Charles Ellicott Commentary


Charles Ellicott Commentary
"Sing unto Jehovah, all the earth; Show forth his salvation from day to day. Declare his glory among the nations, His marvellous works among all the peoples. For great is Jehovah, and greatly to be praised: He also is to be feared above all gods. For all the gods of the peoples are idols: But Jehovah made the heavens. Honor and majesty are before him: Strength and gladness are in his place. Ascribe unto Jehovah, ye kindreds of the peoples, Ascribe unto Jehovah glory and strength; Ascribe unto Jehovah the glory due unto his name: Bring an offering, and come before him: Worship Jehovah in holy array. Tremble before him, all the earth: The world also is established that it cannot be moved. Let the heavens be glad, and let the earth rejoice; And let them say among the nations, Jehovah reigneth. Let the sea roar, and the fulness thereof; Let the field exult, and all that is therein; Then shall the trees of the wood sing for joy before Jehovah; For he cometh to judge the earth." — 1 Chronicles 16:23-33 (ASV)

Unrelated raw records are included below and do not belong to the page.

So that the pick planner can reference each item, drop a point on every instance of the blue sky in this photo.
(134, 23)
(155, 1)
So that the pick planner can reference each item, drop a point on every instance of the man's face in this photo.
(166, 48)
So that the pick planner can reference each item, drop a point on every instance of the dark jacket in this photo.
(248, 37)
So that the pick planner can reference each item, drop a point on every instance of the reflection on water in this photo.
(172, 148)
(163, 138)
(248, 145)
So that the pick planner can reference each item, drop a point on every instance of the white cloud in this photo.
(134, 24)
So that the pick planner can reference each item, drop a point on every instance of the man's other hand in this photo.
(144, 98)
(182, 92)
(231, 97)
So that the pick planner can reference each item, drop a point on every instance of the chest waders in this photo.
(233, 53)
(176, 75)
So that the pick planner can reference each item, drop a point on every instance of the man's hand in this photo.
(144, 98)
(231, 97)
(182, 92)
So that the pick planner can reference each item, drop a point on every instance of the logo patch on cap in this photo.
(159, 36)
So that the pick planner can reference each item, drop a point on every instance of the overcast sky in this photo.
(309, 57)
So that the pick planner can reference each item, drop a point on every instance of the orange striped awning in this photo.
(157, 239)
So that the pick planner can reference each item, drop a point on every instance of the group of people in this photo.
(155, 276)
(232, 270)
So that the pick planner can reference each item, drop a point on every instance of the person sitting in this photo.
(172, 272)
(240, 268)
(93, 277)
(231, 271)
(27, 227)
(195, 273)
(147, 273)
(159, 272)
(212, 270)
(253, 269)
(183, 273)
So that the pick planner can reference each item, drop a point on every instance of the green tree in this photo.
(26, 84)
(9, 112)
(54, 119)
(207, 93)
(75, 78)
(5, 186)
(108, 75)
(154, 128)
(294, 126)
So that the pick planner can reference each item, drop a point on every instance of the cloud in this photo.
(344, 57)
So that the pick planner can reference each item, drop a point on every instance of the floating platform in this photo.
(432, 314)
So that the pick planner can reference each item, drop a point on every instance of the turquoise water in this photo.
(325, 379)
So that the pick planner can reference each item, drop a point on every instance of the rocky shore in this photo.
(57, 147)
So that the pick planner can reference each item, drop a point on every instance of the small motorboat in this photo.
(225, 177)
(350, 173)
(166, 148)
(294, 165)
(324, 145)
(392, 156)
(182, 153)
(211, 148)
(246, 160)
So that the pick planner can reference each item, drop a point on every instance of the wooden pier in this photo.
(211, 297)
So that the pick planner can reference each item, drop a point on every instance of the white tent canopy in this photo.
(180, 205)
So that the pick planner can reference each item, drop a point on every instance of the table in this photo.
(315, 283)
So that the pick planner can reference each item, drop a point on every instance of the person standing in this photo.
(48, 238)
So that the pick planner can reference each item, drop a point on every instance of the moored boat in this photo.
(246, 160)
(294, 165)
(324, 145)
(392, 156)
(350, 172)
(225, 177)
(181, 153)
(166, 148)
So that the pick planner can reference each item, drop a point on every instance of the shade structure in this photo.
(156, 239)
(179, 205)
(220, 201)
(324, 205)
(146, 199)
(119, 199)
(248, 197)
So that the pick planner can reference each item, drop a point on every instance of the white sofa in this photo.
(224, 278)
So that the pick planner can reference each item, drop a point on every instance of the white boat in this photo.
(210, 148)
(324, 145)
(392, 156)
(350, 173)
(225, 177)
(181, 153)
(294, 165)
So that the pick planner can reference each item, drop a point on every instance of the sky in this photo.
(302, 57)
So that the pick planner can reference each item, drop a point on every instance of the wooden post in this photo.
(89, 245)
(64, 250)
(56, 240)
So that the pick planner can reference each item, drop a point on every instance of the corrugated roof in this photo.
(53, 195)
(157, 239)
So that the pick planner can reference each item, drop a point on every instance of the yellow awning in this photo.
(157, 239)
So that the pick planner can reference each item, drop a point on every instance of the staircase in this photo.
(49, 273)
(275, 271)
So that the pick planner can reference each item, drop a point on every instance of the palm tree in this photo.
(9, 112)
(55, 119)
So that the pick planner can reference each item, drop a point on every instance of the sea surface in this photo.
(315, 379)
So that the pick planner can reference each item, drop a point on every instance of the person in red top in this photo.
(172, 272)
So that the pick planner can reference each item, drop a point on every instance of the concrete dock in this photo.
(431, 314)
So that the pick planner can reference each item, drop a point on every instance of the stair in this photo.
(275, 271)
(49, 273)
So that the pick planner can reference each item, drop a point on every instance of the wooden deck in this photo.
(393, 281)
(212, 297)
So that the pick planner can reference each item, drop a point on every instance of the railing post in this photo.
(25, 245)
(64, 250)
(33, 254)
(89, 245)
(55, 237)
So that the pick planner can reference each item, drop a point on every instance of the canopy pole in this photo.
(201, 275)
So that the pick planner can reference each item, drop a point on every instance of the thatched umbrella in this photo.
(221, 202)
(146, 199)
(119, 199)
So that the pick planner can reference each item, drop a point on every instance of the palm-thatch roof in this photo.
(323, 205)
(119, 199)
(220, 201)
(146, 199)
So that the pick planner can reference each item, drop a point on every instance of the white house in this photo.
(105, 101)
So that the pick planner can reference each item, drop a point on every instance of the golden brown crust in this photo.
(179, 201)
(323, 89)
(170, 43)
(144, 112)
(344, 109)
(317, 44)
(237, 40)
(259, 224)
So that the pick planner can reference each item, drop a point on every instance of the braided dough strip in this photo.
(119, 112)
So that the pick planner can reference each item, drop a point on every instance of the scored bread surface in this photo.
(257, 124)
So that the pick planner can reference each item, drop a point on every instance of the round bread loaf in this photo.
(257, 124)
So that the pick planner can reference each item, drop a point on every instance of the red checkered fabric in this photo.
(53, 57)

See Psalm 96. This psalm, in the Psalter, consists of five strophes or stanzas of six lines each—an artistic arrangement that has been violated here. The subject is the extension of Jehovah’s kingdom over all the world, a thought familiar to the readers of the Book of Isaiah, where most of the ideas and phrases of the psalm may be found.
Sing unto the Lord, all the earth.—The second line of the psalm. The spirited opening of the psalm is purposely weakened, by omission of the first and third lines, in order to make it fit in here. Strophe I is thus compressed into four lines (1 Chronicles 16:23–24).
All the earth.—All the land (of Israel).
Show forth.—Hebrew, tell the (good) news of.
His salvation.—Deliverance (from exile).
Heathen.—Nations (1 Chronicles 16:31).
Strophe II of the psalm. Jehovah is the Creator; other gods are nonentities.
(25) He also.—And he. The conjunction is not in Psalm 96, and is a prosaic addition of the compiler. (Compare to 1 Chronicles 16:20).
People.—Peoples.
Idols (’ĕlîlîm).—A favourite expression in Isaiah.
Strength and gladness are in his place.—Psalms 96:6: Strength and beauty are in his sanctuary. The psalmist’s idea of the heavenly temple seems to have been understood of the earthly; and then his phrase was altered as unsuitable.
Gladness (hedwâh).—A late word, occurring again in Nehemiah 8:10 only. “Beauty” (tiph’èreth) is ancient.
His place—that is, the tent of the Ark on Mount Zion. (Compare to 1 Chronicles 15:1; 1 Chronicles 15:3).
Strophe III of the psalm, mutilated. A call to all nations to come and worship in the Temple of Jehovah.
(28) Kindreds of the people.—Clans (races) of the peoples.
So far each verse of this ode has symmetrically consisted of two clauses. The present verse has three—another mark of awkward compilation.
Come before him.—Psalms 96, into his courts, that is, the Temple courts: an expression modified here to suit another application.
Worship the Lord in the beauty of holiness.—Rather, bow you down to Jehovah, in holy vestments. This line ought to be the first of the next couplet.
Fear (plural).—Literally, Writhe you.
Before him.—The preposition is a compound form common in the Chronicles; in the psalm it is simple.
The world also shall be stable.—A line, which precedes this in the psalm, is omitted here, to the detriment of the sense. That line—Say you among the nations, Jehovah is king—begins the fourth strophe of the original hymn, but is here strangely transferred to 1 Chronicles 16:31.
Let the heavens be glad, and let the earth rejoice.—In the Hebrew, the initial letters of these words form an acrostic of the sacred Name of Jehovah; and those of the first half of 1 Chronicles 16:32 make up Iahu, another form of the Name.
And let men say.—An adaptation of Psalm 96:10: Say you among the nations.
Let the fields rejoice.—Here begins the fifth strophe of the original psalm.
Fields.—Hebrew, the field, or open country.Psalms 96 has an archaic spelling of the word (sâdai), which is here modernized (sâdèh).
Rejoice.—Exult (not the same word as in 1 Chronicles 16:31).
At the presence of.—The compound preposition of 1 Chronicles 16:30. The climax of the psalm—He shall judge the world in righteousness, and peoples in his faithfulness—is here omitted; and this long and heterogeneous composition terminates with verses borrowed from a third source.